O rating é importante não só para o Estado como para os bancos. O resgate pode estar a ser celebrado por alguns, mas não pelos bancos gregos, que enfrentarão mais dificuldades. Estes vão deixar de poder usar a dívida grega (classificada como "investimento especulativo") como colateral junto do BCE, uma ajuda temporária que acaba com o fim do programa de ajustamento e que tornará "mais caro" o dinheiro emprestado por Mario Draghi. Com pouca liquidez e o crédito malparado perto dos 35%, o sector bancário continuará a enfrentar dificuldades, o que compromete a recuperação económica. 

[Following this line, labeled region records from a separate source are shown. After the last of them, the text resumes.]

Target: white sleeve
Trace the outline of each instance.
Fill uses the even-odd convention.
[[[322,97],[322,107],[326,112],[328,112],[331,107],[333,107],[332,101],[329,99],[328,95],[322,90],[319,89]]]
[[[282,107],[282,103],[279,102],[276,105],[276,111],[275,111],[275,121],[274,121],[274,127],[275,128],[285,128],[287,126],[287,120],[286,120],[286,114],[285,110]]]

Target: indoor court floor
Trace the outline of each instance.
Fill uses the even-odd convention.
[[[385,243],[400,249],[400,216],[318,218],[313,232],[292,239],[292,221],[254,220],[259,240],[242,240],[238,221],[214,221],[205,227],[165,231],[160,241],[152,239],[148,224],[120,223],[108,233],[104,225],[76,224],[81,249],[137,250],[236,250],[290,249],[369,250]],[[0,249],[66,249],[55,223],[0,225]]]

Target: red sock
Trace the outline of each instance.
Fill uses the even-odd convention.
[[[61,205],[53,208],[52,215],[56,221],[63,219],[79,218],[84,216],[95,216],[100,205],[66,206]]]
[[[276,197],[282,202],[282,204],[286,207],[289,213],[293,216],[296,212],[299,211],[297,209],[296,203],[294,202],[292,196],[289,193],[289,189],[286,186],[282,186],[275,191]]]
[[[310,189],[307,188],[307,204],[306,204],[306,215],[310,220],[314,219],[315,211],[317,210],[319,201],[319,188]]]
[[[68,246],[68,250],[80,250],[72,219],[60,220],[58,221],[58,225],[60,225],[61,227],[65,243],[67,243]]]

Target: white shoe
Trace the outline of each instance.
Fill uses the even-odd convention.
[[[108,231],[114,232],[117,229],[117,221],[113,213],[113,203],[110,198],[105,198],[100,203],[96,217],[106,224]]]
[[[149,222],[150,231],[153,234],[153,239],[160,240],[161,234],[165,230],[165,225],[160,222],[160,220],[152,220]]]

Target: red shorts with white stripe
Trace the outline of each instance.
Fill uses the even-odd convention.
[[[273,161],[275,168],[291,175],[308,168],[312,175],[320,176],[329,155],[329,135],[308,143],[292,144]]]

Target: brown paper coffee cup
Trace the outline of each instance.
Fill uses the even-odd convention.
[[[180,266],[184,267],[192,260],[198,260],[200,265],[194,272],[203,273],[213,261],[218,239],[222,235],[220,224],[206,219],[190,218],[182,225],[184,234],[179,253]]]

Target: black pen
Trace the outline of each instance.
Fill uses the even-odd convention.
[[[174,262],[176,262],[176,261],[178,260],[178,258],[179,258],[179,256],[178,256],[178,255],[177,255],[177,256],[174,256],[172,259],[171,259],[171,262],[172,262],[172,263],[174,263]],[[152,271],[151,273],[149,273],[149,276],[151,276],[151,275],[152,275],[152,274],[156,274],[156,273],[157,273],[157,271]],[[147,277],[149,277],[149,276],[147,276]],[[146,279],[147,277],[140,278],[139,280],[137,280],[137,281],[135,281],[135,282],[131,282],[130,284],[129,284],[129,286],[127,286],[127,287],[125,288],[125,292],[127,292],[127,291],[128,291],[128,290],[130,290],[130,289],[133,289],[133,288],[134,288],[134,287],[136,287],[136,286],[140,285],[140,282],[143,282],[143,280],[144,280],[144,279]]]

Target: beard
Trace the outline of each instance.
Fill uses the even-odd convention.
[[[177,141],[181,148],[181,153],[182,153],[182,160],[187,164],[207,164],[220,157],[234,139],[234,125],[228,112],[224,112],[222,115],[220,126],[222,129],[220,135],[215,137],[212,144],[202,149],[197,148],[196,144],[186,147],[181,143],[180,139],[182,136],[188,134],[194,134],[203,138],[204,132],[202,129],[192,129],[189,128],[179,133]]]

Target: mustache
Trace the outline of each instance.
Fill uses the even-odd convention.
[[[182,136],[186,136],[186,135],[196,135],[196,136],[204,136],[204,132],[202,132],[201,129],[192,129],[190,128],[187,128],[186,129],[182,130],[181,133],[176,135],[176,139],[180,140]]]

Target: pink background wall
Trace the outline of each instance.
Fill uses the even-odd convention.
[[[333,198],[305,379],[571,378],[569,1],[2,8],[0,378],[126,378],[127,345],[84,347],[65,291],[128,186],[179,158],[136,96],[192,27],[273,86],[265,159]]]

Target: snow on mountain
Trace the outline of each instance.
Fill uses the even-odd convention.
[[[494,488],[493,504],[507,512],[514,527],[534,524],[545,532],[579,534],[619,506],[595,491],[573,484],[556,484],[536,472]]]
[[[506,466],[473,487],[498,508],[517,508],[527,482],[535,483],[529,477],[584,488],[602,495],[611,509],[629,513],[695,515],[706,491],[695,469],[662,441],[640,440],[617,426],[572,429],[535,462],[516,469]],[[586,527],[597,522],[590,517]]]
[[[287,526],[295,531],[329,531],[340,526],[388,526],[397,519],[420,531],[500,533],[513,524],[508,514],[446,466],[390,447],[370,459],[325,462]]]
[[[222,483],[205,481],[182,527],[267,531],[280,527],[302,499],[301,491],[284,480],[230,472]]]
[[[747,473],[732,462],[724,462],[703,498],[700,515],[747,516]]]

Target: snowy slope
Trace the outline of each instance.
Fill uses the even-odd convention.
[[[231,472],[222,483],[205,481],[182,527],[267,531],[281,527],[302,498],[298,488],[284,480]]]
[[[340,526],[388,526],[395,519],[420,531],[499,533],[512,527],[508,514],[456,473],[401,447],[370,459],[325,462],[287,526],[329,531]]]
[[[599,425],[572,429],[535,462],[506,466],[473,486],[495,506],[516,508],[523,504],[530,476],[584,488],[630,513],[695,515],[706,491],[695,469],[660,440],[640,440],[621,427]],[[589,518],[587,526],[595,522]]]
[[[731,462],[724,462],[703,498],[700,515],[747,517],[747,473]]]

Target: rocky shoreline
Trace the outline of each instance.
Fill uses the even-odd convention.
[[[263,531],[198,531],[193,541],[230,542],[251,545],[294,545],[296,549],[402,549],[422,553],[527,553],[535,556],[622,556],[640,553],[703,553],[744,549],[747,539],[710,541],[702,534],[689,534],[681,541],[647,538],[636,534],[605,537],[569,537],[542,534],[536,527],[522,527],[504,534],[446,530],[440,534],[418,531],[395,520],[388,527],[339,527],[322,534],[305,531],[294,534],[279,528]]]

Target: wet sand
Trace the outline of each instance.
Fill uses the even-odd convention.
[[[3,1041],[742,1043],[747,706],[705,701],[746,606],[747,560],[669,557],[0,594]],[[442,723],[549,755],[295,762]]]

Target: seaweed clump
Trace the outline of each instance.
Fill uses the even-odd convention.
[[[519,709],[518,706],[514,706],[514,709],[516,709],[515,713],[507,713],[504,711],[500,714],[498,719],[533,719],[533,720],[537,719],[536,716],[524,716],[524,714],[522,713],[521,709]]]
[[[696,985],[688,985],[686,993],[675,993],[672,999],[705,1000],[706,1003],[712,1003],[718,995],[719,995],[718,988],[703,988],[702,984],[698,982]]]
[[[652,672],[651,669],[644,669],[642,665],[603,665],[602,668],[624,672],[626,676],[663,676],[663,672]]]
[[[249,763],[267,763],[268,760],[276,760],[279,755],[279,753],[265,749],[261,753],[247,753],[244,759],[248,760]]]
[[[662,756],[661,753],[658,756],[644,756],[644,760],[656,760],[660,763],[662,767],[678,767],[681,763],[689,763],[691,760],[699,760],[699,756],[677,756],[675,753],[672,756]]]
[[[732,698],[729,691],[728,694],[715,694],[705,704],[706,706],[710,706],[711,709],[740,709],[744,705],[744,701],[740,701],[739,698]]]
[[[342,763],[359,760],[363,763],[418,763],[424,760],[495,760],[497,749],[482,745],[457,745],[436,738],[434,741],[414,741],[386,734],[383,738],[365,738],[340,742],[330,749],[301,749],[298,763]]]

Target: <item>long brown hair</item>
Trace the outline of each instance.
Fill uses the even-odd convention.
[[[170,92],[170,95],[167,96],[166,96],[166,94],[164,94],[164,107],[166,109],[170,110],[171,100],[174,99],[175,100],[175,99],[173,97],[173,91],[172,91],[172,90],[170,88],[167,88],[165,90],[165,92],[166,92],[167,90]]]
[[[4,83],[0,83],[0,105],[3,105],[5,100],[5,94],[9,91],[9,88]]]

E, por fim, a imprensa grega e os correspondentes internacionais presentes em Atenas reportam que os cidadãos ainda pouco sentem o fim do resgate. Em 2019 chegarão novos cortes para as pensões, por exemplo, e o esforço orçamental não deverá parar uma vez que a Grécia tem de garantir um saldo primário (saldo orçamental sem o serviço da dívida) de 3,5% do PIB até 2022 e depois de 2,2% até 2060. Em 2017, 35% da população estava em risco de pobreza, segundo o Elstat (gabinete de estatísticas grego). O indicador de confiança dos consumidores continua em níveis negativos. E o desemprego continua em níveis elevados: desceu do pico de 28% para 19,5%, ainda assim três vezes superior à média da União Europeia.